●御霊のうれし涙
御霊のうれし涙
入院している恵子さんは、母親のお墓参りに行きたいと思いつつも、自由がきかない今の自分に、一人気をもんでいました。様子を見に東京から帰ってきてくれた息子に、「私の代わりに、おばあちゃんのお墓参りに行ってくれない」と、頼んだところ、快く引き受けてくれました。

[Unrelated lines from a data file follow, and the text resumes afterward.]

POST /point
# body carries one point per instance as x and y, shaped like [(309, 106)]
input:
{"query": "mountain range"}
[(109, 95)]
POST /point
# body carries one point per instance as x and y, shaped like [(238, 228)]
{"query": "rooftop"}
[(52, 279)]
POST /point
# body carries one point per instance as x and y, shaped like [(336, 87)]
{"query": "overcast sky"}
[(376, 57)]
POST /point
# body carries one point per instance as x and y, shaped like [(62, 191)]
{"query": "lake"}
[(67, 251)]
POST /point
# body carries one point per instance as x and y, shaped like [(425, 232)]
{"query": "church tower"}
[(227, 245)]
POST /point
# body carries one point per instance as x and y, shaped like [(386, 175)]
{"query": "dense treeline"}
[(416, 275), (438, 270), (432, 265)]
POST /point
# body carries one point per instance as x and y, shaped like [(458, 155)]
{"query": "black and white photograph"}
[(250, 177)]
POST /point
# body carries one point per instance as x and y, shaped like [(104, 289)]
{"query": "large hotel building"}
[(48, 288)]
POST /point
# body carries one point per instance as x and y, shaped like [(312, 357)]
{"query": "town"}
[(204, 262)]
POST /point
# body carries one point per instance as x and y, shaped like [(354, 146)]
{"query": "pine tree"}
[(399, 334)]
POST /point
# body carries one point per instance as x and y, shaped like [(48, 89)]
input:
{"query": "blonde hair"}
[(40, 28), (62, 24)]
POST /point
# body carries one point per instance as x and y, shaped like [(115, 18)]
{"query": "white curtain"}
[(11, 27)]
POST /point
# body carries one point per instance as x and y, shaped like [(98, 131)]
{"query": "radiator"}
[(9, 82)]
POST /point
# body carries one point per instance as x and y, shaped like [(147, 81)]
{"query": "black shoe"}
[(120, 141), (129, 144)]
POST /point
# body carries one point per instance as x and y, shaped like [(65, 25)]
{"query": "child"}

その息子が、お墓参りから帰ってくるなり、こんな話をしてくれました。
「お母さん、御霊って本当にいるんだね。実はね、お墓の前でいつものようにお参りしていたんだよね。でも、今日は何故だか昔を思い出したりしてさあ。そう、学校へ通っていた頃のこと。弁当を作ってもらっていたじゃない。随分無理も言ったりさ。あの頃おばあちゃんを困らせることばっかりしてて、もう少しやさしくしてあげたら良かったね、ごめんよっ、て謝っていたら、急に雨が降ってきたんだ。あわてて軒下で雨宿りしていたら、一、二分であっという間に止んで、きれいな青空に戻ったんだけど…。僕が思うには、あれっておばあちゃんに呼びかけたもんだから、応えてくれたんだと思うなあ。やっぱり御霊っていうのはいるんだよねえ。」
恵子さんは、その話を聞いて、「それはきっと、おばあちゃんのうれし涙だったのね。おばあちゃんは、いつも私たちを見守ってくれているのよ。その働きを、こんな形で孫に見せてくれるなんて有り難いわねえ」と、言ったのでした。
豊かな心には、どんなことが見えてくるのでしょうか。そんなことを思わせてくれる恵子さん親子でした。